The implementation of issubset
between two BitSet
: https://github.com/JuliaLang/julia/blob/3909294e78d223c740b7e7a4d00eb2d4771055a7/base/bitset.jl#L419
first intersects the sets. This unnecessarily allocates memory to compute an entirely new BitSet
for the intersection. It ended up costing me 30% CPU time on my workload.
It seems that on ‘standard’ sizes of BitSet
, the following implementation is often 6x faster and has 0 allocations.

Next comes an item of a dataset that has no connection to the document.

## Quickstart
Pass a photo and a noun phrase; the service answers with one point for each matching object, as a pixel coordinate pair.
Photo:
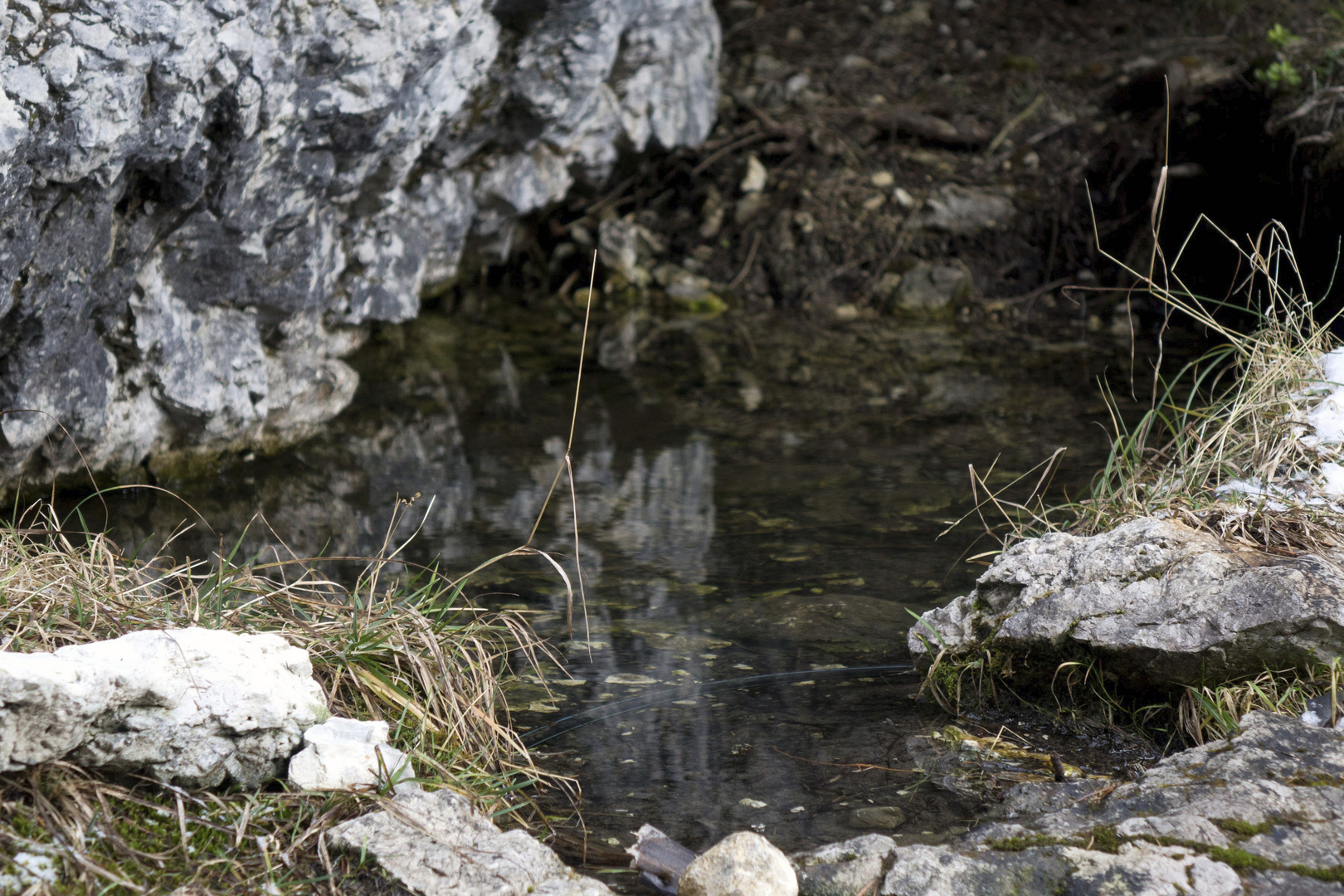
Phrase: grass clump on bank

function issubset_fast(s::BitSet,t::BitSet)
s == t && return true
s.offset < t.offset && return false
length(s.bits) > length(t.bits) && return false
length(s) > length(t) && return false
return all(e -> e ∈ t, s)
end
s1 = BitSet([2i for i=1:100]);
s2 = BitSet([7i+70 for i=1:15]);
s3 = BitSet([20i+70 for i=1:6]);
s4 = BitSet([2i for i=1:99]);
@btime issubset($s1, $s1);
@btime issubset_fast($s1, $s1);
@btime issubset($s2, $s1);
@btime issubset_fast($s2, $s1);
@btime issubset($s3, $s1);
@btime issubset_fast($s3, $s1);
@btime issubset($s4, $s1);
@btime issubset_fast($s4, $s1);
Giving:
85.817 ns (3 allocations: 160 bytes)
8.865 ns (0 allocations: 0 bytes)
86.080 ns (3 allocations: 160 bytes)
14.888 ns (0 allocations: 0 bytes)
86.146 ns (3 allocations: 160 bytes)
19.714 ns (0 allocations: 0 bytes)
88.973 ns (3 allocations: 160 bytes)
142.452 ns (0 allocations: 0 bytes)
On the last issubset(s4, s1)
the implementation in Base
is still faster, I suppose it has been optimized for this case.
Still, I’m hoping that someone who understands the internals of BitSet
better than me can make a general-purpose non-allocating version that’s faster on all cases?